“I shall know the rest until your body is in pieces , bathed in blood and dying of his injuries. “According to the US Supreme Court , this type of remarks, posted on Facebook , is not always wrong. Monday, June 1 , the highest court overturned the previous ruling in 2011 which convicted the author of these lines for threats on Facebook.

After being left by his wife, Anthony Elonis , an American from Pennsylvania, had published several such messages on the social network . He also spoke of a massacre in a primary school and threatened to kill an FBI agent who interrogated . For these threats on Facebook, he was sentenced to three and a half years in prison and three years of supervised release .

But the Supreme Court of the United States overturned the conviction, saying that death threats had to include malice to be condemned.
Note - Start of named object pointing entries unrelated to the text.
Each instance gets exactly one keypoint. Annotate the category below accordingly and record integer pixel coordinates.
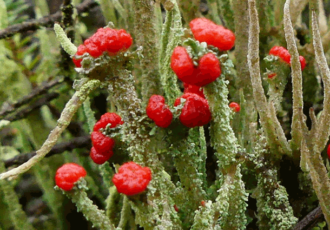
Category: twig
(43, 88)
(91, 212)
(67, 22)
(78, 142)
(36, 104)
(47, 21)
(322, 133)
(68, 112)
(297, 93)
(75, 128)
(312, 216)
(258, 90)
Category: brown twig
(47, 21)
(42, 89)
(78, 142)
(75, 128)
(307, 220)
(28, 109)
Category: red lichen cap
(208, 69)
(195, 112)
(204, 30)
(80, 51)
(235, 106)
(102, 143)
(193, 89)
(132, 178)
(68, 174)
(284, 54)
(158, 111)
(99, 158)
(107, 118)
(107, 40)
(281, 52)
(302, 62)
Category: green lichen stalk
(262, 165)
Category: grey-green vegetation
(265, 167)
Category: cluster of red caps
(111, 41)
(130, 180)
(195, 111)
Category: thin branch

In his defense, Anthony Elonis had argued that his messages were not threats on Facebook but it was written in the form of rap lyrics, had a “therapeutic” role and that he had never intended to kill whoever it was. He cited several artists on this occasion about violent perpetrators, including rapper Eminem.
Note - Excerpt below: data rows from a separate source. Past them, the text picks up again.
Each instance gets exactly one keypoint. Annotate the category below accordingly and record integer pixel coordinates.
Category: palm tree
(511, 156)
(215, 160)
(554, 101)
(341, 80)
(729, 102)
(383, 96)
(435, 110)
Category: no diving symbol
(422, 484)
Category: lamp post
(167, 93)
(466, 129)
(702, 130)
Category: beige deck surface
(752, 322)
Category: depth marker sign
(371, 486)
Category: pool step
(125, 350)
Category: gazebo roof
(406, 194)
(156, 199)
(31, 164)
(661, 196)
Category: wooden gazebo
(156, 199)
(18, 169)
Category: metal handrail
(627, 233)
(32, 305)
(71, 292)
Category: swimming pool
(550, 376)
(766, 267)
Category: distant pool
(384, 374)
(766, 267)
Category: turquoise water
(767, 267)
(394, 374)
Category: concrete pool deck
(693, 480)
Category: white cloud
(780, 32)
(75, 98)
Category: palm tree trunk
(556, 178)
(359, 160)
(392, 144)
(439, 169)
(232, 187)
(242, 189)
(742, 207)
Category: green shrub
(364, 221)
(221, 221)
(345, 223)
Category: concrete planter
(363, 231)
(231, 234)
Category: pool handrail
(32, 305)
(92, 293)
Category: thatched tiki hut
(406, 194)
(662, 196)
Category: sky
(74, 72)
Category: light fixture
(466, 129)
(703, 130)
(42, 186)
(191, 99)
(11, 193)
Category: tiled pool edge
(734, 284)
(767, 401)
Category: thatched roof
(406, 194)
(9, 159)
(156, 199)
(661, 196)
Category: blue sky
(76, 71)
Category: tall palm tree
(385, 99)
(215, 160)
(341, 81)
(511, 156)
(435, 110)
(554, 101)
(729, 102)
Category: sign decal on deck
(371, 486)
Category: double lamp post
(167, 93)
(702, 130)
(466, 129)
The prosecution, she argued that the intention does not matter, and that the threat was proven if a “reasonable person” was threatening these remarks. An argument deemed insufficient by the Supreme Court.

Its decision was eagerly awaited, especially on the issue of the protection of this type of place in the name of freedom of expression. But the Supreme Court dodged the debate because “it unnecessary to address the questions of the First Amendment” on the subject.